Jejak Sejarah dan Pengabaian yang Memilukan
Berbeda dengan klaim "penemuan kembali" oleh Cornelius pada tahun 1814, Scheltema menegaskan bahwa Borobudur tidak pernah benar-benar hilang dari ingatan penduduk setempat; ia bahkan disebutkan dalam Babad Tanah Jawa pada abad ke-18 sebagai situs pemberontakan dan tempat yang menyimpan patung-patung keramat.
Namun, sejarah Borobudur juga diwarnai kelalaian dan penjarahan yang memilukan pasca-periode keemasannya. Scheltema dengan tegas mengkritik "ketidakpedulian dan kelalaian resmi" pemerintah Belanda yang ia anggap lebih merusak daripada faktor waktu atau penjarah biasa. Pekerjaan restorasi sering terhambat oleh "kekurangan uang" (kurang wang) dan "dilettantisme berbahaya" dari pejabat yang kurang kompeten.
Salah satu insiden paling mencolok adalah kunjungan Raja Siam Chulalongkorn pada tahun 1896. Dalam peristiwa yang disebut Scheltema sebagai "contoh penjarahan resmi", Raja diizinkan untuk membawa delapan gerobak penuh patung dan ornamen Borobudur ke Bangkok, termasuk patung Kiahi Oondagi, sang arsitek legendaris. Ironisnya, hal ini terjadi setelah pidato-pidato retoris di Den Haag yang menggembar-gemborkan "warisan tak ternilai" yang harus dilindungi Belanda.
Selain itu, batu-batu candi Borobudur dan Mendut secara luas digunakan untuk pembangunan bendungan, jembatan, rumah penduduk, pabrik gula, dan pabrik nila, dengan pengawasan resmi yang acuh tak acuh. Scheltema mencatat bagaimana "restorasi" yang salah arah malah merusak monumen lain seperti Candi Panataran dengan pelapis semen, plester, dan kapur yang menyembunyikan detail arsitektur aslinya.
Bencana alam, seperti erupsi Gunung Merapi, juga meninggalkan jejak kerusakan dan menghentikan pekerjaan pembangunan. Namun, Scheltema menyiratkan bahwa kerusakan akibat manusia jauh lebih parah daripada kerusakan alam.
Borobudur: Antara Masa Lalu, Kini, dan Harapan
Meskipun mengalami degradasi yang menyakitkan, Borobudur tetap menjadi "permata tak ternilai dari kesucian", sebuah simbol abadi dari peradaban Jawa dan cerminan jiwanya yang mendalam. Scheltema melihatnya sebagai perwujudan keindahan yang sejati, sebuah doa dalam batu yang lahir dari perenungan mendalam tentang yang ilahi.

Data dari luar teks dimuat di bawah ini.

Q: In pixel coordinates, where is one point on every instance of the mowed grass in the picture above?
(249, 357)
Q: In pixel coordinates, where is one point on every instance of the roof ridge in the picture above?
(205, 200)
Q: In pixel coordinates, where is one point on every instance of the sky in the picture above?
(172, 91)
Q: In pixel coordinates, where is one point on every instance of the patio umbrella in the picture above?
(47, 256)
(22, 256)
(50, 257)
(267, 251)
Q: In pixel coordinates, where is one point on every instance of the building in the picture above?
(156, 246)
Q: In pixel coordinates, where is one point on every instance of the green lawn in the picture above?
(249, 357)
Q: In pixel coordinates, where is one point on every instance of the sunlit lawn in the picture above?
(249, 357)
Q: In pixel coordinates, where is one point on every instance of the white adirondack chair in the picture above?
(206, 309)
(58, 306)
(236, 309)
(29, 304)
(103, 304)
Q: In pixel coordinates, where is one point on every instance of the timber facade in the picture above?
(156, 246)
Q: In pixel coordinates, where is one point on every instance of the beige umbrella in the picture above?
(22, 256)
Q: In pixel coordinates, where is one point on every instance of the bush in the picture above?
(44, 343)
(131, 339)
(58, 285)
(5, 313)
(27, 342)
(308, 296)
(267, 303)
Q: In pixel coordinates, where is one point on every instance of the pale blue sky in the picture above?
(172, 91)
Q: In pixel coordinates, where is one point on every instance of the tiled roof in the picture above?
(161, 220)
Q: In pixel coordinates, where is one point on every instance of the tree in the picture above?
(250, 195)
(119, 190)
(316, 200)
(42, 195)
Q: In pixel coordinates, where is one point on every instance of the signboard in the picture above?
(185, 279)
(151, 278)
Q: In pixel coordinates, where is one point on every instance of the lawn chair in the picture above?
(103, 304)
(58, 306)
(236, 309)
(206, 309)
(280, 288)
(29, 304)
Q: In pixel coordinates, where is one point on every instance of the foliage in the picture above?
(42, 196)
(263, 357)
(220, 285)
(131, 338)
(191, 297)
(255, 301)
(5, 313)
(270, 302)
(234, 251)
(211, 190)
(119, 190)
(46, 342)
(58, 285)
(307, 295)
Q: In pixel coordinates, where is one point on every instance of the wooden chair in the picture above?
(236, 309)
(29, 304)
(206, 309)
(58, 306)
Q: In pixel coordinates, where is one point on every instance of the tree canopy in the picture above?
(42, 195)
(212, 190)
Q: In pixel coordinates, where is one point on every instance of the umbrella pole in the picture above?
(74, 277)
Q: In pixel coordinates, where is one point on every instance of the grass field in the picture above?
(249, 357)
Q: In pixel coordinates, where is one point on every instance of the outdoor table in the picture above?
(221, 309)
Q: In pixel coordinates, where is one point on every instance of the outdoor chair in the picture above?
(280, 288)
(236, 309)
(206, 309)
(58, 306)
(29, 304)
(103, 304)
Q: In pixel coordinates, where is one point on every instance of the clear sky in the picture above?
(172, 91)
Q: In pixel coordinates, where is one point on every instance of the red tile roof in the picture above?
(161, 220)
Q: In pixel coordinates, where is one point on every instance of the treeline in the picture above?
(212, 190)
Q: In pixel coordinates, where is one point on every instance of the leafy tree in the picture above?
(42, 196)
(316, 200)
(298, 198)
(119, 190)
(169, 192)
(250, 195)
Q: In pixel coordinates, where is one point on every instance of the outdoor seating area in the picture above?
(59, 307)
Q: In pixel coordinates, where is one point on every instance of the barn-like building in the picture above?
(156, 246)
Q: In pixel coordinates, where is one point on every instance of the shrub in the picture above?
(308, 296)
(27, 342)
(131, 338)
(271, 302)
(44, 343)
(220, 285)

Di tengah pengabaian dan penjarahan, Scheltema berharap bahwa rasa malu, jika bukan rasa kewajiban, akan mempertahankan minat pada monumen kuno Jawa yang kini sedang "populer". Ia memimpikan hari yang lebih cerah, di mana semangat kepedulian yang baru akan menggantikan "pameran yang mewah dan berlebihan" dengan upaya pelestarian yang "tenang, bertanggung jawab, dan gigih".

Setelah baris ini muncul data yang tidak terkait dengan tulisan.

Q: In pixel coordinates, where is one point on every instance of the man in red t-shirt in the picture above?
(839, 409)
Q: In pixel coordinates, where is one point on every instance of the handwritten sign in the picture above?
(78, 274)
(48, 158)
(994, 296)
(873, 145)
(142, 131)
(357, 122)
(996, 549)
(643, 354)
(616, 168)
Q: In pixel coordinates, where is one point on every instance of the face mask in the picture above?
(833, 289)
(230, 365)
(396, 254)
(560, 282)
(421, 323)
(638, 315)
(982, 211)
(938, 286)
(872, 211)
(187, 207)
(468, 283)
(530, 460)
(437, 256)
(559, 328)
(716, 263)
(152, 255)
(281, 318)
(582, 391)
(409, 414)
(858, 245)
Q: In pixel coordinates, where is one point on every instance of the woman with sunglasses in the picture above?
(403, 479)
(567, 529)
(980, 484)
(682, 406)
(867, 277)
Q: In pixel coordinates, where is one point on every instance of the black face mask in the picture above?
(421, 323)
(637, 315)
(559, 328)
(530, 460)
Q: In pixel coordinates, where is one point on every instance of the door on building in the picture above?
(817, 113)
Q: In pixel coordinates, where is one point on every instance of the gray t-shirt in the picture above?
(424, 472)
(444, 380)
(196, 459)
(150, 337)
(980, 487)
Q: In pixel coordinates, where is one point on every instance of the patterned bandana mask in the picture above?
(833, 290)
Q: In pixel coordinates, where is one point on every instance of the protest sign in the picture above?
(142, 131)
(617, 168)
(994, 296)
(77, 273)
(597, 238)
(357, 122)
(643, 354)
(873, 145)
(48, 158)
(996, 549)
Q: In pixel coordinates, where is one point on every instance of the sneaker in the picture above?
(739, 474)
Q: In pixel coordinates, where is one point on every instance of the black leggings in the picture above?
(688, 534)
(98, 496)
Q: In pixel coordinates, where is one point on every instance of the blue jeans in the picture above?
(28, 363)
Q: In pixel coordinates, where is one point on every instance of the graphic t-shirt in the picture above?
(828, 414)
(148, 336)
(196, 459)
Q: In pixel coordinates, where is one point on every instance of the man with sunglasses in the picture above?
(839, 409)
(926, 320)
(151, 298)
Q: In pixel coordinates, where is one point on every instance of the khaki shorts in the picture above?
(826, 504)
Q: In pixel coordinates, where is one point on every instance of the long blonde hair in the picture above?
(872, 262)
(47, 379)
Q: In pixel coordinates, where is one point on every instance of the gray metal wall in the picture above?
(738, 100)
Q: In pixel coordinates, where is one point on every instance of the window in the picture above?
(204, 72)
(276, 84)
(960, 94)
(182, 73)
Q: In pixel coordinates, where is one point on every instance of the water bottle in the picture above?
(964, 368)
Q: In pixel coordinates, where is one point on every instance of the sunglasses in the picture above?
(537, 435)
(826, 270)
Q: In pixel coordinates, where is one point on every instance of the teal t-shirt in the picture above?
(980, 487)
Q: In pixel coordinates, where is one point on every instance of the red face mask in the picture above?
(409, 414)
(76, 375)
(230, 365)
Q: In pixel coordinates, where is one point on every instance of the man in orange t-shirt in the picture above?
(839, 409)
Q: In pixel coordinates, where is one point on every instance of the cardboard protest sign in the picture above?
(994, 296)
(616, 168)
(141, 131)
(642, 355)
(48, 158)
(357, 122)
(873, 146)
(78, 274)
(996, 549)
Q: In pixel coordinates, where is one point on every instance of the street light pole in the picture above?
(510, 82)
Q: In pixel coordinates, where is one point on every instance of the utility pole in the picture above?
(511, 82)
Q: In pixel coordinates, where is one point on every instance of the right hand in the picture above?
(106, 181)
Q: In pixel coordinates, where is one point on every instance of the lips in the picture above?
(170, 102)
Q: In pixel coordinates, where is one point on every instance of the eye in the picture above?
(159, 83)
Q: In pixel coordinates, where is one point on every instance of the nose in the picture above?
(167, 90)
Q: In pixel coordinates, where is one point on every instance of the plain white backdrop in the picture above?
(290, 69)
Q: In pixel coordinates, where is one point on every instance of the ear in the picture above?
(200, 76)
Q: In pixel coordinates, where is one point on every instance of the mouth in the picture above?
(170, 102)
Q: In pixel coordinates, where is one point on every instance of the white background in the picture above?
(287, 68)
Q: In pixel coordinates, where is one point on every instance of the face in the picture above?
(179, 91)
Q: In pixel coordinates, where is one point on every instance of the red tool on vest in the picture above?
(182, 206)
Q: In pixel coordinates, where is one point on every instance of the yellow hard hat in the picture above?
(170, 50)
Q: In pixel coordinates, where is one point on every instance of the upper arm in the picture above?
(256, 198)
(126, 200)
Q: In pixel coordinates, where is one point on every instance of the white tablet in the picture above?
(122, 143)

Borobudur, dengan segala keagungan dan penderitaannya, melampaui sekadar struktur fisik. Ia adalah "jiwa kemanusiaan dalam persekutuan dengan jiwa semesta," sebuah ekspresi kenabian tentang kebenaran abadi. Meskipun tantangan pelestarian terus berlanjut, harapannya tetap ada: "jika harapan bertahan dalam pertarungan dengan kegelapan, ketabahan yang sabar akan membawa kemenangan". Borobudur adalah pengingat bahwa, terlepas dari segala pasang surut zaman, "sesuatu yang telah ada, adalah yang akan ada; dan yang telah dilakukan, adalah yang akan dilakukan".